Haemodialysis (dialysis in spoken language) is a method of removing waste products such as potassium and urea, as well as free water from the blood in case of renal failure. Haemodialysis is one of the three renal replacement therapies, the other two being renal transplant and peritoneal dialysis. Out of all therapies, haemodialysis is the most frequent treatment of patients with terminal renal failure. In haemodialysis, the blood is passed out of the body and pumped into a device which filters toxic substances from the blood. The cleaned blood is then returned to the patient.  In peritoneal dialysis, a liquid containing a special solution of glucose and salt is infused into the abdomen where it attracts toxic substances from the tissue. The liquid is subsequently drained from the body.

Doctors opt for dialysis when renal failure starts disrupting normal brain function (uremic encephalopathy), when the fibrous sac around the heart is inflamed (pericarditis), and when there is increased acidity in the blood (acidosis), and none of the mentioned diseases does not react to other treatment. Another reason for dialysis can also be heart failure and a very high concentration of potassium in the blood (hyperkalaemia).

Routine haemodialysis is conducted in an outpatient facility, either a hospital or another institution equipped to conduct haemodialysis. Haemodialysis in clinics is performed by internal medicine specialists, nephrologists, doctors with years of experience in clinical dialysis who have completed a course and nurses. Haemodialysis is very rarely conducted at home.

In order to improve the quality of life of patients undergoing dialysis, dialysis centres are opened in places / on islands where they live.
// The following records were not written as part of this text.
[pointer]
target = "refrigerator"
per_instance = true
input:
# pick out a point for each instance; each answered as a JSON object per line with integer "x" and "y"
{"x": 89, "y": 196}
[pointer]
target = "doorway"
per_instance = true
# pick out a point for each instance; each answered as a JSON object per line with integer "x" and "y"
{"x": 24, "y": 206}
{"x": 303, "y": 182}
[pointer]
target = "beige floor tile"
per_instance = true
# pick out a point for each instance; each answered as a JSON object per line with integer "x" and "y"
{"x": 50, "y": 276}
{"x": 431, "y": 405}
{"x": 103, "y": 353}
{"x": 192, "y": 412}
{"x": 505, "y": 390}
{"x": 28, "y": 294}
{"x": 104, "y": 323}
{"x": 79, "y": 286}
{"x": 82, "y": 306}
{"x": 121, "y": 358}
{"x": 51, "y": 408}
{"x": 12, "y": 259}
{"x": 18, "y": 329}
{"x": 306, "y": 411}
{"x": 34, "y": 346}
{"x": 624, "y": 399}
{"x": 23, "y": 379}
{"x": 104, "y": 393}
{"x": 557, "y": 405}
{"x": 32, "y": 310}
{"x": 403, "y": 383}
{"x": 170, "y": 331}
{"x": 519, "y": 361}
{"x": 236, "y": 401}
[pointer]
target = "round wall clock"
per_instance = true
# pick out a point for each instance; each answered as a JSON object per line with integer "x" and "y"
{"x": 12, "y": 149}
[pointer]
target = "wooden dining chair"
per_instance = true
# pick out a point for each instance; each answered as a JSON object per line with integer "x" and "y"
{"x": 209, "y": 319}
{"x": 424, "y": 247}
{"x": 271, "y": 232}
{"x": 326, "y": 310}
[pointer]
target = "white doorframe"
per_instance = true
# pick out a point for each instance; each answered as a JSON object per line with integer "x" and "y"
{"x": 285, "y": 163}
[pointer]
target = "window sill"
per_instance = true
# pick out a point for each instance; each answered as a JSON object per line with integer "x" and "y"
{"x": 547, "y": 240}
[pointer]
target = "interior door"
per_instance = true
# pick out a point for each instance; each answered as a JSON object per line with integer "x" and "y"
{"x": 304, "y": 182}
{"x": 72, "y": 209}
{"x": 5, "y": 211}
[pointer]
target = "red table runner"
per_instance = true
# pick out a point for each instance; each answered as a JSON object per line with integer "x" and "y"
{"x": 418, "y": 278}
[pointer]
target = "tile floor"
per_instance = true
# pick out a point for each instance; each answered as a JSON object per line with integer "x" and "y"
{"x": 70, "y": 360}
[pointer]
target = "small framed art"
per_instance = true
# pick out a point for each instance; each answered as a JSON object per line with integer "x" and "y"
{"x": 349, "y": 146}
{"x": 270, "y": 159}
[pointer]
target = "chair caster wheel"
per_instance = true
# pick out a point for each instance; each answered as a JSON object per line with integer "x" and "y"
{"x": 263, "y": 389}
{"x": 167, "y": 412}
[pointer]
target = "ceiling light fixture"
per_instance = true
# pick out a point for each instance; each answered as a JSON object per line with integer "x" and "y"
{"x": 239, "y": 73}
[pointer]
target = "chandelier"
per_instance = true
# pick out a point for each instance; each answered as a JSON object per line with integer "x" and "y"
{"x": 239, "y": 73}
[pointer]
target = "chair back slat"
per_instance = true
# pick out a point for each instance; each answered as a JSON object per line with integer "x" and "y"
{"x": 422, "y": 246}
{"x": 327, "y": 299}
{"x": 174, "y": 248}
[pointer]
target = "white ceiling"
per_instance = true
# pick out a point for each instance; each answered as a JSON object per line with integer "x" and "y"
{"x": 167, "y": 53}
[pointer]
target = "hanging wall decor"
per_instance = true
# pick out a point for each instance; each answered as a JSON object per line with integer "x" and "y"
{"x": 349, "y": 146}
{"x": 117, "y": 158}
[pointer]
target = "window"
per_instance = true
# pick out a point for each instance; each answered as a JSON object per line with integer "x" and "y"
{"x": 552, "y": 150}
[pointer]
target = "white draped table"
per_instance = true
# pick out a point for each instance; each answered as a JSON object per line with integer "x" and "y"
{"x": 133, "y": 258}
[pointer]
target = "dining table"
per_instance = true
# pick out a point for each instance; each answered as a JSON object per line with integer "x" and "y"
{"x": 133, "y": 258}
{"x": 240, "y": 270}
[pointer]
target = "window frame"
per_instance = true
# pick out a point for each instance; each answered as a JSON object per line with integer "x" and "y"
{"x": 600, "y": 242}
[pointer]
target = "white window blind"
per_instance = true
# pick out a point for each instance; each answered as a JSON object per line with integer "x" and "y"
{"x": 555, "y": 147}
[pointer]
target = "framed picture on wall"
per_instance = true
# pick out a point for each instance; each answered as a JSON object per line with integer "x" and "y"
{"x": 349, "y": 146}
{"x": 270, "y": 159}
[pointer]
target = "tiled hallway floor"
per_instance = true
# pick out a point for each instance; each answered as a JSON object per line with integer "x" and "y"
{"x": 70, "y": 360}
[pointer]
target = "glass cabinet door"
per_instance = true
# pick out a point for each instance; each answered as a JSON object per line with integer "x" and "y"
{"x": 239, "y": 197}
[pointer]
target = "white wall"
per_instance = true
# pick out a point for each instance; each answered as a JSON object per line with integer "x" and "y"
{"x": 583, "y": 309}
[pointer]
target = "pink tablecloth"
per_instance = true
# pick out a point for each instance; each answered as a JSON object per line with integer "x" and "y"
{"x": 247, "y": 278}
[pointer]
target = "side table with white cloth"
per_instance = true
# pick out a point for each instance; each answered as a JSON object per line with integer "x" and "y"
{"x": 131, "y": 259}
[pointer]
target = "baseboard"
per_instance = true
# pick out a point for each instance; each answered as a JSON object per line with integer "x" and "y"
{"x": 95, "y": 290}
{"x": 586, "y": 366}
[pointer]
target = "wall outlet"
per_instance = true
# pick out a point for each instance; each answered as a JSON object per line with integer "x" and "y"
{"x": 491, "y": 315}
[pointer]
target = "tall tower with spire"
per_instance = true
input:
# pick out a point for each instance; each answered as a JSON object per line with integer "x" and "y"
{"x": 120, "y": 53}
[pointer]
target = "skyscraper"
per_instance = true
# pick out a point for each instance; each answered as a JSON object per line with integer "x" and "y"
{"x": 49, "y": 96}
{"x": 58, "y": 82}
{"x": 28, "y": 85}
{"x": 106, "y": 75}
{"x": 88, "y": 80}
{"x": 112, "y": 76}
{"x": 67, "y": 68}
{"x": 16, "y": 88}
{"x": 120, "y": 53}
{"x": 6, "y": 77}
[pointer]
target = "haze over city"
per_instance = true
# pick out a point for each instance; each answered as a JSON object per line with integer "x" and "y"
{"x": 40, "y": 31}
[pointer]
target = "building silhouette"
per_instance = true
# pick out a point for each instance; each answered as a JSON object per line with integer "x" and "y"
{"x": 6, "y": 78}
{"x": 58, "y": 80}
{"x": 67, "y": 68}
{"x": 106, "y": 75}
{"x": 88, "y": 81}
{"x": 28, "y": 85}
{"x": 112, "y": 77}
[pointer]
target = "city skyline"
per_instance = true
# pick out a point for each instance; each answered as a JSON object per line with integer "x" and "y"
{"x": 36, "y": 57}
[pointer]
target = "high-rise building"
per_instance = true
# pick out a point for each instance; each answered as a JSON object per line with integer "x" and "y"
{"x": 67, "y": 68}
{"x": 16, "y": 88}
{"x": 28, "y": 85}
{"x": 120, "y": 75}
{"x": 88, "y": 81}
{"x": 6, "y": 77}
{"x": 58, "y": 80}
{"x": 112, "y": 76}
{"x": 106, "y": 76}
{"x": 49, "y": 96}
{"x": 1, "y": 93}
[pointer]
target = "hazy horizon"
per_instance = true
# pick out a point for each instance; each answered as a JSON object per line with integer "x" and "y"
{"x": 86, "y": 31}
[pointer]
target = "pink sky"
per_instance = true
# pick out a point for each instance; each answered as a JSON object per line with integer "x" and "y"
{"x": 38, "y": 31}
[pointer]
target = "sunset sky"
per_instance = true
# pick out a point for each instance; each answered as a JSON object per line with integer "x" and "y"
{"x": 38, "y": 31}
It is not possible to ensure expert supervision of the mentioned specialist doctors on such places. Telemedicine services connect patients, health care professionals in remote dialysis centres and specialists in clinics where dialyses are conducted. Telemedicine services provided are emergency and regular ones, and include:

  • examination of dialysed patients and control of vital functions and weight (at least once a week),
  • control of fistulas (as necessary, at least once a month),
  • control of laboratory results and correction of parameters for dialysers (at least once every two months),
  • regular consultations (as necessary),
  • emergency consultations.

Most patients are dialysed three times a week, and the procedure lasts 4 hours on average.